恋より仕事と決めたのに、エリートなお隣さんが心の壁を越えてくる
「ありがとう。しかしこういうの、安請け合いするもんじゃないな。いくらネットの評判がよくても実際どうか心配だったから、何軒かには実際に足を運んで料理を食べたりもしたから、けっこう疲れたよ」
それはなんとも優しすぎるというか、律儀すぎるというか……。
でも、営業部のみんなを喜ばせたくてあちこち駆けまわる真城さんを想像すると、胸がほっこりした。
「真城さんって、本当にいい人ですよね」
「神崎さん、それ禁句」
「えっ?」
「言っただろ、これまでいい人止まりで本気にされてこなかったんだって。

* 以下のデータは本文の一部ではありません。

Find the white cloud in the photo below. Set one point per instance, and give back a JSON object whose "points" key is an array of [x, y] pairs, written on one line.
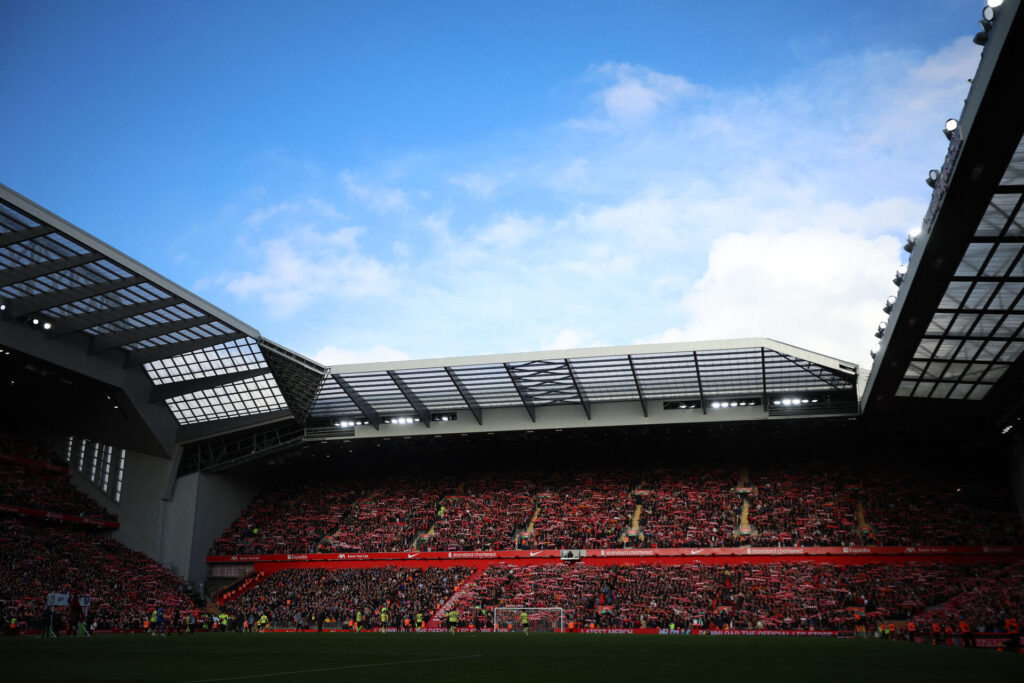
{"points": [[817, 289], [635, 95], [377, 198], [311, 259], [477, 184], [334, 355]]}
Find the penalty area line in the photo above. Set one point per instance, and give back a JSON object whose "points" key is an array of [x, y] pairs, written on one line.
{"points": [[316, 671]]}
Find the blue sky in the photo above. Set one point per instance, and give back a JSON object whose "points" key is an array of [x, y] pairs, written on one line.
{"points": [[367, 181]]}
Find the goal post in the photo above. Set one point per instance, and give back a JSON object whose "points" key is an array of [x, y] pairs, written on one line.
{"points": [[540, 619]]}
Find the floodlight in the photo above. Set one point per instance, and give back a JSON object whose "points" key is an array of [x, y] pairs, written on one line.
{"points": [[951, 125], [900, 274]]}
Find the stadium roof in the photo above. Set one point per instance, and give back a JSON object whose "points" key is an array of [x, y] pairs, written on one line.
{"points": [[956, 329], [103, 314], [701, 375]]}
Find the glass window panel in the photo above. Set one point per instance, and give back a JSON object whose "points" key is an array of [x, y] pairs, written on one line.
{"points": [[980, 295], [1009, 327], [987, 324], [939, 324], [969, 349], [978, 392], [955, 370], [954, 295], [1012, 351], [924, 388], [990, 350], [946, 349], [963, 323], [935, 370], [973, 259], [995, 373], [926, 348], [905, 388], [1000, 259], [961, 391]]}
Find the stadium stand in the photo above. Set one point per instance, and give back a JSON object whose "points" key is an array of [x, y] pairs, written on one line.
{"points": [[799, 595], [485, 515], [124, 585], [34, 479], [314, 594]]}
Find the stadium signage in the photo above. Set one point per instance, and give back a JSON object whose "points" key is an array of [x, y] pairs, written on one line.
{"points": [[890, 551]]}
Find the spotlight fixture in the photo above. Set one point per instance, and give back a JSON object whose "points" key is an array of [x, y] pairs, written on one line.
{"points": [[950, 127], [900, 274], [911, 240]]}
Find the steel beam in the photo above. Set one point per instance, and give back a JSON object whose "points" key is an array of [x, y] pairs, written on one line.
{"points": [[467, 396], [369, 412], [414, 400]]}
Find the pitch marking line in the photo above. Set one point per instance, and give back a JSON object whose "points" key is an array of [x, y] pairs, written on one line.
{"points": [[316, 671]]}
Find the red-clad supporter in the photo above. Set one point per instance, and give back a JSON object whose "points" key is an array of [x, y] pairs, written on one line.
{"points": [[795, 595], [392, 517], [339, 594], [990, 600], [591, 511], [693, 508], [291, 519], [485, 515], [124, 585], [812, 504], [42, 486], [935, 504]]}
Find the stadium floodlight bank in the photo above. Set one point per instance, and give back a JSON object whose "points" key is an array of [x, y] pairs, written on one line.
{"points": [[540, 619]]}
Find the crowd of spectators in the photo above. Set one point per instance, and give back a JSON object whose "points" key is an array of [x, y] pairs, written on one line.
{"points": [[799, 595], [33, 479], [937, 504], [485, 515], [311, 596], [392, 517], [698, 508], [590, 510], [814, 505], [700, 505], [124, 586], [294, 518]]}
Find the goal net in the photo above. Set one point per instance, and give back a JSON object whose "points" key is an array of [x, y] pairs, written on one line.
{"points": [[540, 619]]}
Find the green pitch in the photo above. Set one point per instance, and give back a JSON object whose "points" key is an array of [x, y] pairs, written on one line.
{"points": [[393, 656]]}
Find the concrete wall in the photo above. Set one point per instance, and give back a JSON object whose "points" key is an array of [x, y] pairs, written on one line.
{"points": [[1017, 472], [177, 531]]}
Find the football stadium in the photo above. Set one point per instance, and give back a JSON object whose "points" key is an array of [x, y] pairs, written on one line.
{"points": [[184, 499]]}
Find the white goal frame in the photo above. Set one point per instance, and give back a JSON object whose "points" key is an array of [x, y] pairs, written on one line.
{"points": [[541, 619]]}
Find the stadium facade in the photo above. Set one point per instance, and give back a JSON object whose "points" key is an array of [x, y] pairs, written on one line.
{"points": [[114, 360]]}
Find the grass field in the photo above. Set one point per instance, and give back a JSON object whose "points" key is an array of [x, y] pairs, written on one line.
{"points": [[448, 658]]}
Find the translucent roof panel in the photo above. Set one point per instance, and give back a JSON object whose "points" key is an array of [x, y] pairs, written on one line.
{"points": [[723, 371], [250, 396], [225, 358]]}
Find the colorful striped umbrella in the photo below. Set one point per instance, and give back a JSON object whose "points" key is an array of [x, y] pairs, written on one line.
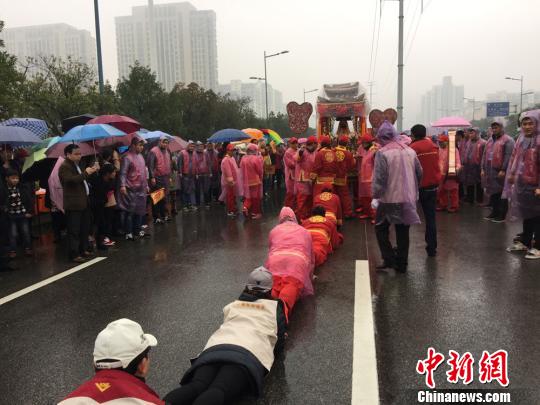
{"points": [[272, 135], [37, 127]]}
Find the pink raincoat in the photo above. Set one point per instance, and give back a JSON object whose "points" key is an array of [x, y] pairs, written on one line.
{"points": [[302, 172], [365, 176], [55, 187], [448, 183], [289, 163], [230, 171], [251, 168], [290, 253]]}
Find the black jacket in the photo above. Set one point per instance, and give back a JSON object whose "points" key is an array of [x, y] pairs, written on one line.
{"points": [[27, 196]]}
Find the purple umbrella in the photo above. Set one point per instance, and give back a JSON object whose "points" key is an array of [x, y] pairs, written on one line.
{"points": [[17, 136], [451, 122]]}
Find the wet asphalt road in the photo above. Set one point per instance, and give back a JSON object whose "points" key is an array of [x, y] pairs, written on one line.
{"points": [[472, 297]]}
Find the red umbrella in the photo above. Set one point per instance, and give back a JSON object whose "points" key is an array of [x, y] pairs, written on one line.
{"points": [[121, 122]]}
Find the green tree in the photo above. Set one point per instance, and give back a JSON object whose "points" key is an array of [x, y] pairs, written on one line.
{"points": [[57, 89], [141, 97]]}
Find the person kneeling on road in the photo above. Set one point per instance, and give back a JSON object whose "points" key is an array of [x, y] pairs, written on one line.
{"points": [[121, 362], [324, 235], [241, 352]]}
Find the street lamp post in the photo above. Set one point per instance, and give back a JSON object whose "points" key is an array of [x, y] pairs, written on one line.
{"points": [[98, 46], [266, 77], [309, 91], [520, 93], [474, 103]]}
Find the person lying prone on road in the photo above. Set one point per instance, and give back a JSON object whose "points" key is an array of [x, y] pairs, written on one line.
{"points": [[241, 352], [290, 260], [121, 362]]}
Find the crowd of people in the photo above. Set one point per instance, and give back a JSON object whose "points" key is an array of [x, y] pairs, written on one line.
{"points": [[383, 181], [402, 172], [118, 193], [241, 352]]}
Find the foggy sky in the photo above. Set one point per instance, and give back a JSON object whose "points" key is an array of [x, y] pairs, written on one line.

……でも、いい加減そんな自分から脱却したいと思ってるんだ。本気で好きな相手を手に入れるためなら、悪い男になることも辞さないよ」
そう言って、くいっと赤ワインのグラスを傾ける真城さん。
さっきまでは確かに〝いい人〟の顔をしていたのに、伏し目がちな横顔や骨ばった喉仏が上下する様に、急に大人の男性の色香を感じて思わず目を逸らす。
急にそういうギャップ出さないでほしい……。
動揺をごまかすためにワインに逃げていたら、ふいに女性ものの香水の匂いが鼻をかすめた。